Random chat 1 on 1
NLTK provides convenient ways to access several of these corpora, and has data packages containing corpora and corpus samples, freely downloadable for use in teaching and research. For information about downloading them, see : Cumulative Word Length Distributions: Six translations of the Universal Declaration of Human Rights are processed; this graph shows that words having 5 or fewer letters account for about 80% of Ibibio text, 60% of German text, and 25% of Inuktitut text.
Unfortunately, for many languages, substantial corpora are not yet available.
We will wait until later before exploring each Python construct systematically.
Don't worry if you see an example that contains something unfamiliar; simply try it out and see what it does, and — if you're game — modify it by substituting some part of the code with a different text or word.
These are presented systematically in 2, where we also unpick the following code line by line.
For the moment, you can ignore the details and just concentrate on the output.
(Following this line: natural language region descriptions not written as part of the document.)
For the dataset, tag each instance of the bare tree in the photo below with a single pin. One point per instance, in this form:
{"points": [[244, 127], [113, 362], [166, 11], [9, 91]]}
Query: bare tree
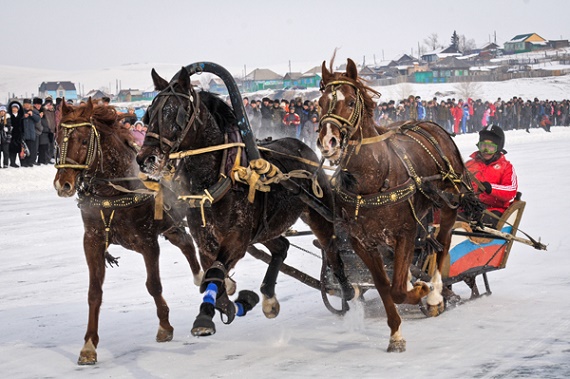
{"points": [[455, 40], [432, 41]]}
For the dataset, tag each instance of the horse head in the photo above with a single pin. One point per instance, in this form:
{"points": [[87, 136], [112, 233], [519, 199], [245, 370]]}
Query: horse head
{"points": [[169, 118], [77, 143], [344, 102]]}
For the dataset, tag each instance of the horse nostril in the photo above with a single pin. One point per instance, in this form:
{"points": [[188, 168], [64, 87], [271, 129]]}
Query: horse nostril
{"points": [[333, 142]]}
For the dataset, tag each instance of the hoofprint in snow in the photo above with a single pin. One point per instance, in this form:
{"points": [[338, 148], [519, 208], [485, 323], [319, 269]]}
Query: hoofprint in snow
{"points": [[521, 330]]}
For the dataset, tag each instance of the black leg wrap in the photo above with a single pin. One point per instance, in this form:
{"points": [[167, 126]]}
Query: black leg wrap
{"points": [[248, 300], [346, 287], [203, 325], [226, 307]]}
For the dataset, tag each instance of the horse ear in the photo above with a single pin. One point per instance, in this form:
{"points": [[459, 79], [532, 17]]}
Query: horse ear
{"points": [[159, 83], [184, 79], [89, 106], [351, 70], [326, 73]]}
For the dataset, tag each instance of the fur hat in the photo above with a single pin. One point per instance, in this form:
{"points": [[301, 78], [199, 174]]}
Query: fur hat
{"points": [[494, 134]]}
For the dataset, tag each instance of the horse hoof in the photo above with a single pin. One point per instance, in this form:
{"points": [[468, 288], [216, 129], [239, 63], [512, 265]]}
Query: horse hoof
{"points": [[423, 288], [164, 335], [203, 327], [451, 297], [397, 346], [435, 310], [87, 358], [270, 307]]}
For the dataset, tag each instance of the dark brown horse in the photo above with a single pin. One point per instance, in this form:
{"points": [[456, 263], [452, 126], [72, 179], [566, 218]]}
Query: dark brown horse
{"points": [[227, 215], [97, 160], [387, 180]]}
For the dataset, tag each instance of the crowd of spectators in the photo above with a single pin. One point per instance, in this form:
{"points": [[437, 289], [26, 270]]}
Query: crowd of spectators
{"points": [[27, 129], [471, 116]]}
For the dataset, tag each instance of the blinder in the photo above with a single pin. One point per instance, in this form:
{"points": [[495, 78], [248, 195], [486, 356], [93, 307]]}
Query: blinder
{"points": [[184, 119], [93, 147]]}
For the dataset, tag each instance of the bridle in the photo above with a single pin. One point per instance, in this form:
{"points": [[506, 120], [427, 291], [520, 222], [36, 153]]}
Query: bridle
{"points": [[346, 127], [93, 147], [184, 118]]}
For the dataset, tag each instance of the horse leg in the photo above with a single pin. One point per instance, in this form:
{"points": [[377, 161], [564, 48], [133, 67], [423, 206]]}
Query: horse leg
{"points": [[402, 291], [278, 248], [435, 299], [216, 297], [375, 265], [334, 240], [150, 254], [179, 238], [95, 256]]}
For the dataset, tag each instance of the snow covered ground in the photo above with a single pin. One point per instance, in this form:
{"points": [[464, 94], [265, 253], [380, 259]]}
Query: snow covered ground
{"points": [[25, 81], [521, 331]]}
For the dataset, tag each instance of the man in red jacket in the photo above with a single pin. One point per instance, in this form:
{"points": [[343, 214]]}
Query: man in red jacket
{"points": [[497, 181]]}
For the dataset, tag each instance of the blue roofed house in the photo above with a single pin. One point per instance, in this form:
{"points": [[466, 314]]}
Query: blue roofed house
{"points": [[525, 42], [262, 78], [292, 80], [58, 89]]}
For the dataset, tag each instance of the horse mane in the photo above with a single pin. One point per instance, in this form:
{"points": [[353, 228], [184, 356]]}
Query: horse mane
{"points": [[366, 91], [105, 118], [222, 113]]}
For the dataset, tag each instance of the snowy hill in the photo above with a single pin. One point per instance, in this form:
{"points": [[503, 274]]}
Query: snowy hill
{"points": [[24, 82]]}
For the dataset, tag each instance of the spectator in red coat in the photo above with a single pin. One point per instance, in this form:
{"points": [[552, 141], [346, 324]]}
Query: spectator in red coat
{"points": [[291, 121], [496, 180]]}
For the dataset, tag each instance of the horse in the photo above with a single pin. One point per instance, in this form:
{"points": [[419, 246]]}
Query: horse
{"points": [[193, 128], [96, 154], [387, 181]]}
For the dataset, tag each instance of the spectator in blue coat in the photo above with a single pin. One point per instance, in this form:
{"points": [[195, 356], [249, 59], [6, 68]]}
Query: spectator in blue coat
{"points": [[464, 118]]}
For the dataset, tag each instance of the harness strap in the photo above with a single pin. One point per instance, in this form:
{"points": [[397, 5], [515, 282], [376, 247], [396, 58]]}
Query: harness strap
{"points": [[396, 195], [107, 229]]}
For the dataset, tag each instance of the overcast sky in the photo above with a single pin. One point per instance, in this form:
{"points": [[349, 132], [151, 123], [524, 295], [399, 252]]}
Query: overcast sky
{"points": [[77, 35]]}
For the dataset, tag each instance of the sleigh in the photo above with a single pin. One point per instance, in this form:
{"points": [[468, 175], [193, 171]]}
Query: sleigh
{"points": [[474, 252]]}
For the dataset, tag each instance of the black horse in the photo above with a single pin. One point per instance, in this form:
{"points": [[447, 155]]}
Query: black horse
{"points": [[228, 215]]}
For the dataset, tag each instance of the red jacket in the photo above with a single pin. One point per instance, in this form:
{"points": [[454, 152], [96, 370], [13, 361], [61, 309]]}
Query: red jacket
{"points": [[502, 177]]}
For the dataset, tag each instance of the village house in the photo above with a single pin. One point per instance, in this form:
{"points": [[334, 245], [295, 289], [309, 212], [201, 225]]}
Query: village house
{"points": [[58, 89]]}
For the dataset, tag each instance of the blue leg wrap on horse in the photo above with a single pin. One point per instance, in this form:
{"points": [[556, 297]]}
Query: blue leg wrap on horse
{"points": [[211, 293], [240, 311]]}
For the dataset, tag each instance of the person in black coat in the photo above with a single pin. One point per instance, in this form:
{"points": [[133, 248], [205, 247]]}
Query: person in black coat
{"points": [[16, 115]]}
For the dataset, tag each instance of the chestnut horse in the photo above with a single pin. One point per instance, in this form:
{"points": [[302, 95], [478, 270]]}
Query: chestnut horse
{"points": [[387, 180], [96, 159], [225, 219]]}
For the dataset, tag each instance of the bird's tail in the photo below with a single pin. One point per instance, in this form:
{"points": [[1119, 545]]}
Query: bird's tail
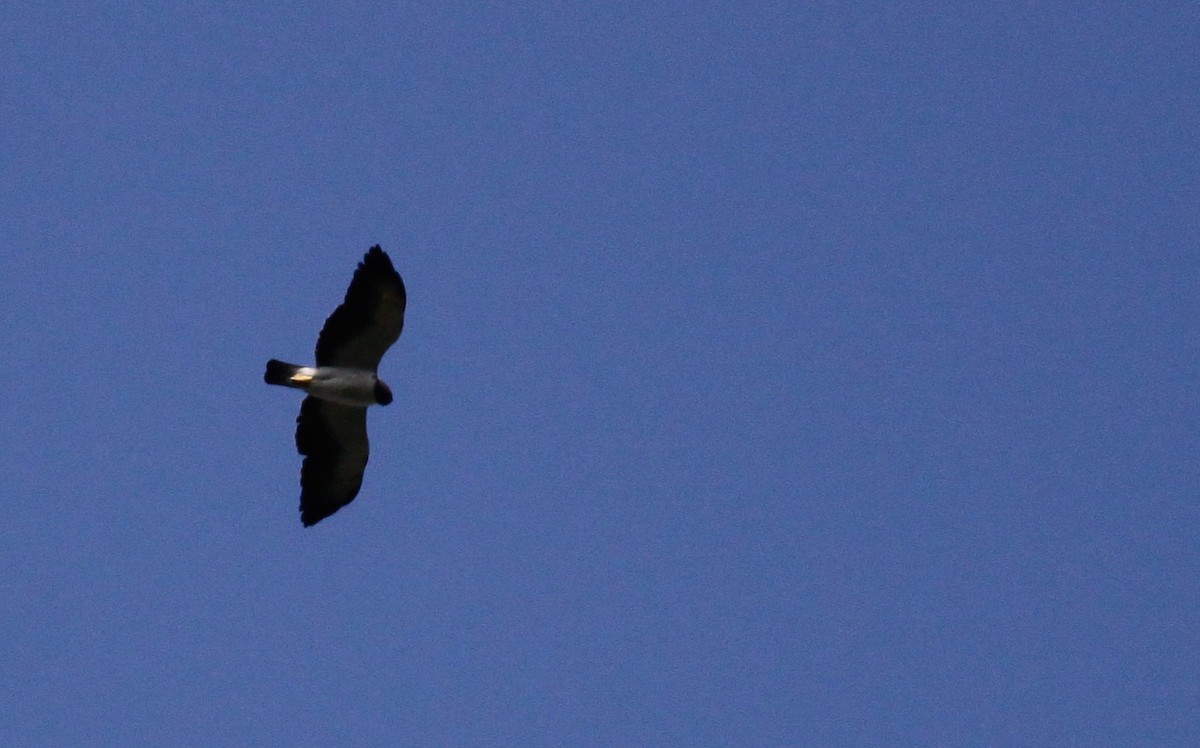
{"points": [[277, 372]]}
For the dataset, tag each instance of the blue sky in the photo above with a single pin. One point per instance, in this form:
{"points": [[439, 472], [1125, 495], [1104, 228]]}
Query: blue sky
{"points": [[774, 374]]}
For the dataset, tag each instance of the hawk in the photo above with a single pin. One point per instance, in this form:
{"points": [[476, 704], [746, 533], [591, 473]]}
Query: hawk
{"points": [[331, 429]]}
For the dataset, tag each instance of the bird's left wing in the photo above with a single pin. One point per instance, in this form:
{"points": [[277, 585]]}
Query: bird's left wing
{"points": [[333, 440], [370, 319]]}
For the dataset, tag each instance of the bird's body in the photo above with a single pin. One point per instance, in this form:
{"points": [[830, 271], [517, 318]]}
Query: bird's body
{"points": [[331, 429]]}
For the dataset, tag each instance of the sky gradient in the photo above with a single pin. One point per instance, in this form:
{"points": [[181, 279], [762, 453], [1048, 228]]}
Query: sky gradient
{"points": [[774, 374]]}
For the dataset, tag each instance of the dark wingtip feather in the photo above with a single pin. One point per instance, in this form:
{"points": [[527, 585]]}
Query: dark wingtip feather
{"points": [[277, 372]]}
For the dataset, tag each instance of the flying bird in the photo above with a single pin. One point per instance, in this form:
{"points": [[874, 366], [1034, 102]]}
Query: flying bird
{"points": [[331, 429]]}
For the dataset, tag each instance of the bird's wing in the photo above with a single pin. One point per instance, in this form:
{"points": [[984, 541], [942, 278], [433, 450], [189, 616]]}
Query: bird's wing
{"points": [[369, 321], [333, 440]]}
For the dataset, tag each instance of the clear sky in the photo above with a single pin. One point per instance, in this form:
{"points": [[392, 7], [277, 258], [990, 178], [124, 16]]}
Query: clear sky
{"points": [[774, 374]]}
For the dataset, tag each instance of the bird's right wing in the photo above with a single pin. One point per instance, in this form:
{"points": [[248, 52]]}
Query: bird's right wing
{"points": [[333, 440]]}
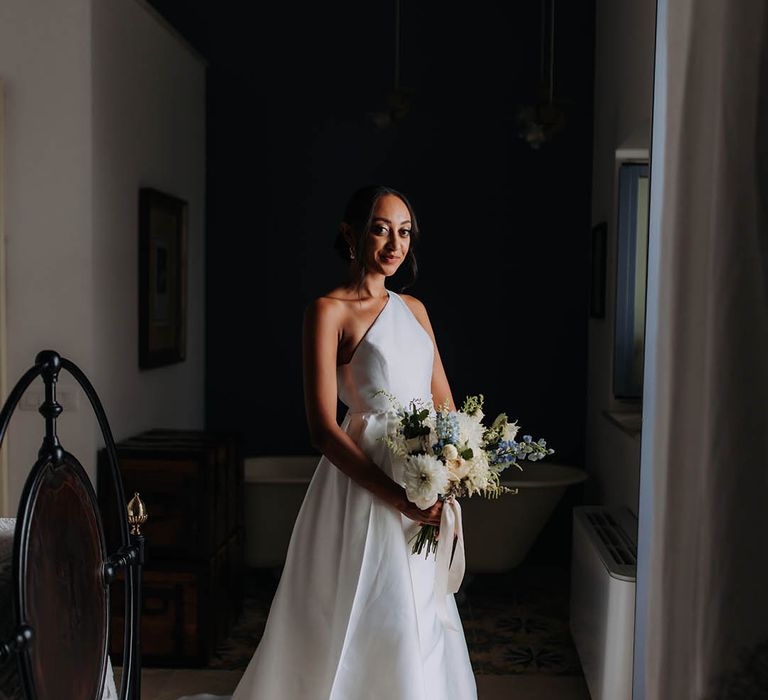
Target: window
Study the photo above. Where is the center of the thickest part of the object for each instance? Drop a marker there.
(632, 263)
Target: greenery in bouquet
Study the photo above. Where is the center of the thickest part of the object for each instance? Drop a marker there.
(452, 454)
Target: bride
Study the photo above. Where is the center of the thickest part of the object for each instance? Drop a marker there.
(355, 616)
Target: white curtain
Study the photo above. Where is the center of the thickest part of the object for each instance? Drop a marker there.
(703, 590)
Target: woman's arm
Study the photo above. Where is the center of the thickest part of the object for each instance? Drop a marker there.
(322, 330)
(440, 387)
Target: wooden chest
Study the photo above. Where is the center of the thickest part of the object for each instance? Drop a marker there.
(192, 483)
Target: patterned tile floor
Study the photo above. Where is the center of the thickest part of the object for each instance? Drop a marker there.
(515, 623)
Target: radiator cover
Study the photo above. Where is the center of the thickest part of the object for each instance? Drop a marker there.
(603, 575)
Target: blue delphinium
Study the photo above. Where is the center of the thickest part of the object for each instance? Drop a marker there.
(447, 429)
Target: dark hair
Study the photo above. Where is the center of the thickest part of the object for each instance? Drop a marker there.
(358, 215)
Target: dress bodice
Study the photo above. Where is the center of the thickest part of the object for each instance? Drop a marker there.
(395, 354)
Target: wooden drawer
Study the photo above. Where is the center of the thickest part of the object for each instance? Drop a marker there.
(192, 483)
(185, 613)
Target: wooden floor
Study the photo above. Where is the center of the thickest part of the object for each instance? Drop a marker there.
(160, 684)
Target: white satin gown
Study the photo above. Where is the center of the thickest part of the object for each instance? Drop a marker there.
(354, 616)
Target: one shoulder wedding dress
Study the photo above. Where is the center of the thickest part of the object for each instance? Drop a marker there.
(354, 615)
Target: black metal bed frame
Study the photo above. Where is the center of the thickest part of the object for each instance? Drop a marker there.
(128, 557)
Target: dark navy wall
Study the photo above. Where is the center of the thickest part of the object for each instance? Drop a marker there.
(505, 249)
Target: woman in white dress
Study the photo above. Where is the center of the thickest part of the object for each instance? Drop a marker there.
(354, 616)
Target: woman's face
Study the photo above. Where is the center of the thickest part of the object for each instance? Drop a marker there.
(389, 235)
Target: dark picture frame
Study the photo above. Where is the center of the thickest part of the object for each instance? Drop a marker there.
(162, 279)
(598, 262)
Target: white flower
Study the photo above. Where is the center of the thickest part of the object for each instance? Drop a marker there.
(510, 431)
(458, 468)
(470, 431)
(479, 473)
(415, 444)
(450, 452)
(425, 478)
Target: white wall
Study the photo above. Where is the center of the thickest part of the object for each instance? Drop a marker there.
(148, 130)
(45, 62)
(624, 42)
(100, 100)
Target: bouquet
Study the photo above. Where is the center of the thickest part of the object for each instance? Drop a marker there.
(452, 454)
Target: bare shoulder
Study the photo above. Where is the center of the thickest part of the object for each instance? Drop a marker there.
(418, 309)
(415, 305)
(325, 310)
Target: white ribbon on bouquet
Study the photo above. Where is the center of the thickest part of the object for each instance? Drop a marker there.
(449, 572)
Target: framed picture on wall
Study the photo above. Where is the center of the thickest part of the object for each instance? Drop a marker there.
(162, 279)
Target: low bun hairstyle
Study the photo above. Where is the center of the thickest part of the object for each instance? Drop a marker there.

The filename contains the date, chatroom, and number of posts; e.g., The Brown Corpus was the first million-word electronic corpus of English, created in 1961 at Brown University.NLTK's small collection of web text includes content from a Firefox discussion forum, conversations overheard in New York, the movie script of There is also a corpus of instant messaging chat sessions, originally collected by the Naval Postgraduate School for research on automatic detection of Internet predators.The corpus contains over 10,000 posts, anonymized by replacing usernames with generic names of the form "User NNN", and manually edited to remove any other identifying information.In 1, we looked at the Inaugural Address Corpus, but treated it as a single text.The graph in fig-inaugural used "word offset" as one of the axes; this is the numerical index of the word in the corpus, counting from the first word of the first address.